Indeed, unless you use -ffast-math (also known as -fidontcareaboutthe results). See https://stackoverflow.com/questions/7420665/what-does-gccs-f...


To be fair, lots of devs haven’t studied IEEE 754 error analysis, and don’t know exactly how much precision they can rely on either way. I know I don’t, I just sort of assume the worst.


Isn't a cast from int to float going to generate CVTSQ2SD or similar instruction, that are slow and high latency? On Ice Lake Xeon these are faster but as recently as Skylake they had reciprocal throughput of 2.


Yeah, cvtsi2sd has 3-9 cycles or latency on Zen3, but throughput ain’t too bad. The table on uops.info says on Zen3, cvtsi2sd has 1 cycle throughput, meaning a core can complete these instructions every cycle. There’s no other dependencies so the pipeline will deal with the latency just fine, by dispatching instructions for multiple loop iterations.

It can’t deal with the latency of ARM64 equivalent of addss/addsd due to the dependency chain. I think that’s the bottleneck of the OP’s microbenchmark.


I have to say I don't understand the point of debates like this when it comes to Go (its like the age-old "+" vs "strings.Builder" debate for concatenation).

The point of Go is that its quick to learn, quick to get stuff done, and its got a fantastic stdlib that enables you to get most modern things out-of-the box.

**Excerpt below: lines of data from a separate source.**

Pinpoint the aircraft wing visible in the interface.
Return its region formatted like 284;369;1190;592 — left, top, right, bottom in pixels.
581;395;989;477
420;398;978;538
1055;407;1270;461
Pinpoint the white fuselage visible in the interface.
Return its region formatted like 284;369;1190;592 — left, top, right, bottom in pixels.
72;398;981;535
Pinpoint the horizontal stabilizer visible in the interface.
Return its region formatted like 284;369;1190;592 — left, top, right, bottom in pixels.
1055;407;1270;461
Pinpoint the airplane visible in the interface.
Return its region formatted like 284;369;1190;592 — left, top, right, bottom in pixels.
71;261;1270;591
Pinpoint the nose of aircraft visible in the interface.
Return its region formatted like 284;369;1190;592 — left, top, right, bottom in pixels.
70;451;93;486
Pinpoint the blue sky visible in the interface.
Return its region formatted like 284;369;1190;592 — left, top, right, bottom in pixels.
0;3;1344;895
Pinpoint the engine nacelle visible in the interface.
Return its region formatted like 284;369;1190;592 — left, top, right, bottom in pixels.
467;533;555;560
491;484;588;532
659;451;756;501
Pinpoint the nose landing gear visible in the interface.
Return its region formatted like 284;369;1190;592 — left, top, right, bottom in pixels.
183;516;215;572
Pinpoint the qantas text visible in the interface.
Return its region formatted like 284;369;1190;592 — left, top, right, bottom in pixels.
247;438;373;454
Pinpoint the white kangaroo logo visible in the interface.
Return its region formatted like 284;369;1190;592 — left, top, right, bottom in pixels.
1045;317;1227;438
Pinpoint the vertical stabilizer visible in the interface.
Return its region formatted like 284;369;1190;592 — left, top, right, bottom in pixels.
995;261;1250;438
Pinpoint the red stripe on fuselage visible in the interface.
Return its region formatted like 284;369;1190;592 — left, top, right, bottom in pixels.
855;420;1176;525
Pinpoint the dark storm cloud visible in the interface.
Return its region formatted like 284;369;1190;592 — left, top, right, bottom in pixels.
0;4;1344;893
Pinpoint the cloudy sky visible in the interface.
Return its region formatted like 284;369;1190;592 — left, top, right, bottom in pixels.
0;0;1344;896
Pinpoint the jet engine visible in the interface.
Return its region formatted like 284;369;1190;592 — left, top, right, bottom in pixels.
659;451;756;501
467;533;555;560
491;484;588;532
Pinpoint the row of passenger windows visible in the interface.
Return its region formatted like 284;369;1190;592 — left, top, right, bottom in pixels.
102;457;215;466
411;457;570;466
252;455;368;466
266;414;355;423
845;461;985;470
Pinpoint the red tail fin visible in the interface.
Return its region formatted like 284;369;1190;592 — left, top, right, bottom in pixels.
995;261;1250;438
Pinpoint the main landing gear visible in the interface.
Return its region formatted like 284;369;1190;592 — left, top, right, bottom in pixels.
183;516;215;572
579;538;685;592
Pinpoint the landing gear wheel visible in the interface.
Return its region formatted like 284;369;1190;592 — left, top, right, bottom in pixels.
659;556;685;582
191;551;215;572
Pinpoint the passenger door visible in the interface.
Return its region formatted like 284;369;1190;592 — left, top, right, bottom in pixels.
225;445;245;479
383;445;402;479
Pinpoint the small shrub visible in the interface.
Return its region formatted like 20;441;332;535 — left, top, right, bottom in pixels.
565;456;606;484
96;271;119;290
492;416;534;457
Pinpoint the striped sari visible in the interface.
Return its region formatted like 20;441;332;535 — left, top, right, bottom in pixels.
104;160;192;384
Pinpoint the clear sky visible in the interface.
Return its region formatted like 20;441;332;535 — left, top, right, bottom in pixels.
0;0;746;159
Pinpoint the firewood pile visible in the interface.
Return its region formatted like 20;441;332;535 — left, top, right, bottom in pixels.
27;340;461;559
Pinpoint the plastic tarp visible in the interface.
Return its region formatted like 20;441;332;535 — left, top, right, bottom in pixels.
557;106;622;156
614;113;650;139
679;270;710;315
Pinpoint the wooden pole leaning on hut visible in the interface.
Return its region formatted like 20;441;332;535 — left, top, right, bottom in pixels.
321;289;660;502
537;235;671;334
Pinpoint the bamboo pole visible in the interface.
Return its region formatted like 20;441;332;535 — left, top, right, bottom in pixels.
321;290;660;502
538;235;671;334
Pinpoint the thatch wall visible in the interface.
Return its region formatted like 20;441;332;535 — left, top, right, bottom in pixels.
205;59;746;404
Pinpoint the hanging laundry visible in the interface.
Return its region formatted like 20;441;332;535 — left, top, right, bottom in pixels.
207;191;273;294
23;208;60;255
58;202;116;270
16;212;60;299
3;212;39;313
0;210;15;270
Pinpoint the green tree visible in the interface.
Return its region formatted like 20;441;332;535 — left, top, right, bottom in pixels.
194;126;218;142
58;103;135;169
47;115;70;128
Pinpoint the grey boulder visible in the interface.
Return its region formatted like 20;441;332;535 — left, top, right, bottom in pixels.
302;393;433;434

If someone is worrying about the cost of an integer cast in Go, then either:

    (a) They are using the wrong language and should be using something more low-level (e.g. Rust, C etc.) instead.
    (b) Like many who went before them, they are engaging in premature optimisation
I'd put money on most people falling head-first into (b).


It seems like there are a lot of posts online about how any effort at all to understand how code is executed and what tradeoffs are being made is a case of premature optimization.


I don’t think that’s what people are complaining about. Doing a poor job is.

For example += on floats is slower than += on integers. So does casting actually take 3x as long or is that an artifact of poor test design?


> its like the age-old "+" vs "strings.Builder" debate for concatenation

that's not even a debate. Have you done tests on this? If I remember right, once the string runs over the GC default (I think 1 GB), "+" turns from linear to exponential time. So yeah I guess for most stuff it doesn't matter, but when it does matter its a huge time difference


> once the string runs over the GC default (I think 1 GB),

Not wishing to sound snarky, but is there even a valid use-case for concatenating GB+ quantities of strings (or even hundreds of MB) ?

I mean surely you'll (potentially) run into memory exhaustion issues and other fun things ?


Of course there is. 1 GB is not even that big these days.


> Of course there is

When? Why not use ropes and avoid the copy?


personally I don't see a need for it, but I'm sure someone will do something dumb that requires it


While not Go, in C# you can avoid a ton of heap allocations by using StringBuilder instead of concatenation, and the crossover point for one being more efficient than the other is at something like 4 concatenations. But people will always say nonsense about "premature optimization" the moment you care about performance.


In regards to Go, in most cases its a pointless optimization. Unless the string is quite large, its the same result. Go is nothing like C# in this case.


In python since 2.5 (and im sure other languages implemntations) the compiler/implementation recognize this += use case and implement it as a fast one.


By your logic, any attempt to optimize code written in Go makes no sense. But there are many of us who use go for the reasons you described and still care about efficiency, and especially about cases where trivial changes have significant consequences (one can argue if this particular article qualifies or not).


No, not by their logic. The question is presented as a filter. A filter needs to be (1) so obvious that it is learned by osmosis for a good practitioner, or (2) so useful that they are going to need it in their daily work. Why would any of these two hold for a Go dev job?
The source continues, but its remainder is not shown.